Setelah meninggalnya Toyotomi Hideyoshi terjadi pertentangan tentang siapa yang berhak meneruskan kekuasaan Hideyoshi di antara para daimyo yang ada. Para Daimyo terpecah menjadi dua kubu yaitu yang mendukung Tokugawa Ieyasu dan Mori Terumoto. Tokugawa Ieyasu akhirnya berhasil mengalahkan saingannya dan kemenangannya di pertempuran Sekigahara pada 1600 memastikan kemenangannya atas penguasaan di Jepang. Semenjak itulah dimulai masa pemerintahan Tokugawa di Jepang.

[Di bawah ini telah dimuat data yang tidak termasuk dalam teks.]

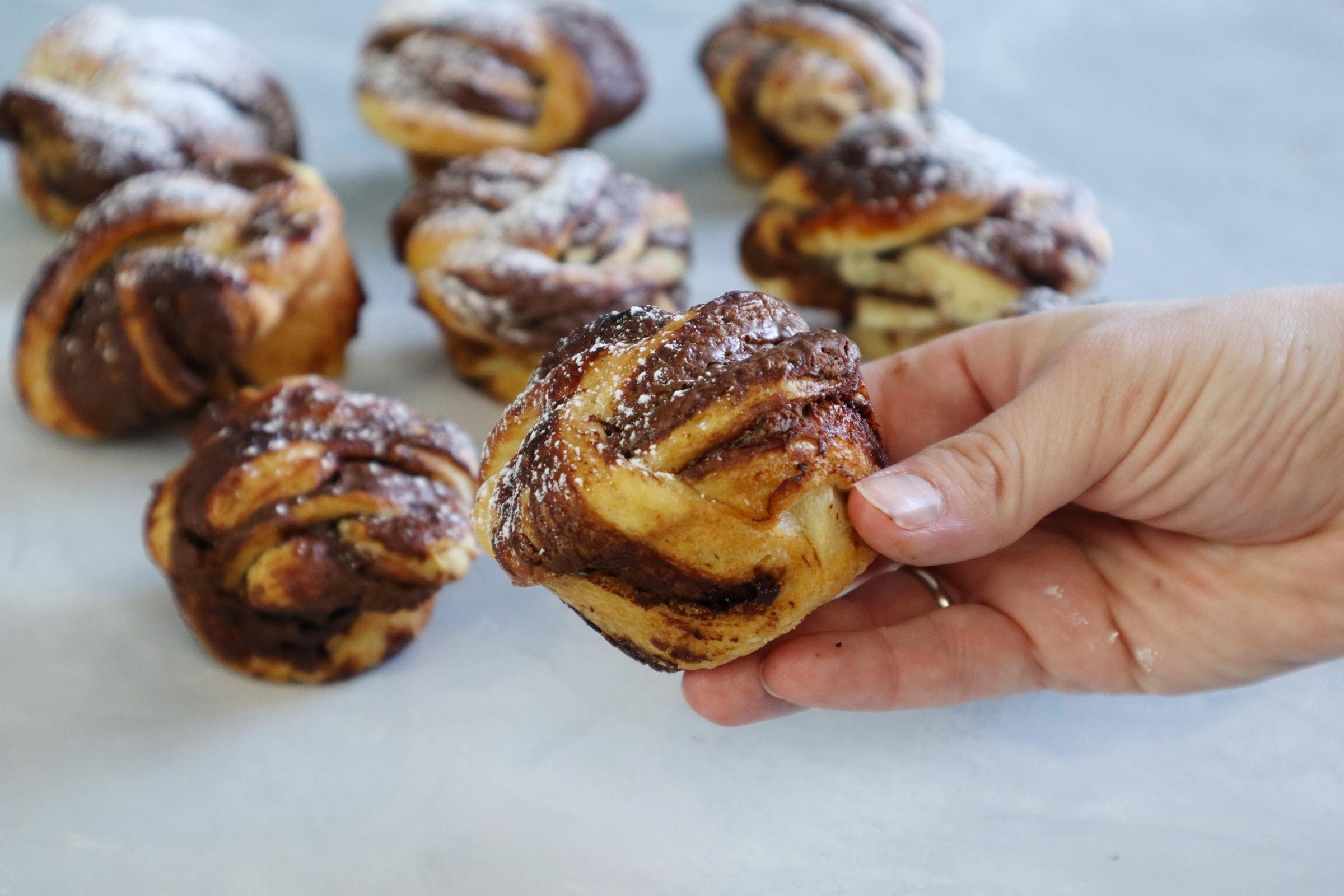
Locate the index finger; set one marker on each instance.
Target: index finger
(935, 391)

Walaupun nantinya Ieyasu sampai tahun 1615 baru berhasil mengalahkan semua lawannya. Setelah Tokugawa Ieyasu diangkat menjadi Shogun pada 1603, pusat pemerintahan, politik, dan militer Jepang dipindahkan ke Edo (Tokyo). Sampai tahun 1867 pemerintahan Tokugawa sudah berkuasa 15 orang keluarga Tokugawa sebagai shogun yaitu Ieyasu (pendiri kekuasaan Tokugawa), Hidetori, Iemitsu, Ietsuma, Tsumayoshi, Ienobu, Ietsogu, Yoshimune, Ieshige, Ieharu, Ienari, Ieyoshi, Iesada, Iemochi dan yang terakhir adalah Yoshinobu.

Pemerintahan Tokugawa saat itu beranggapan bahwa perlu diberlakukan kebijakan isolasi agar terciptanya keamanan dan stabilitas di seluruh Jepang.  Jepang mengalami peperangan feodal yang memberikan kesempatan Tokugawa mengambil alih kekuasaan. Menurut Tokugawa dengan didukung oleh penasehat shogun perlu dilakukan kebijakan politik isolasi. Adanya kontak yang berlebihan dengan bangsa luar mengakibatkan senjata yang dapat diperoleh dengan mudah. Ketika Jepang mengalami masa tenangnya, dikhawatirkan senjatan-senjata yang diimpor dan kemudian dibuat di Jepang tersebut justru membawa ancaman kembali bagi stabilitas Jepang. Selain itu adanya senjata-senjata impor tersebut menodai kedudukan dan martabat yang disimbolkan oleh pedang milik para golongan Samurai.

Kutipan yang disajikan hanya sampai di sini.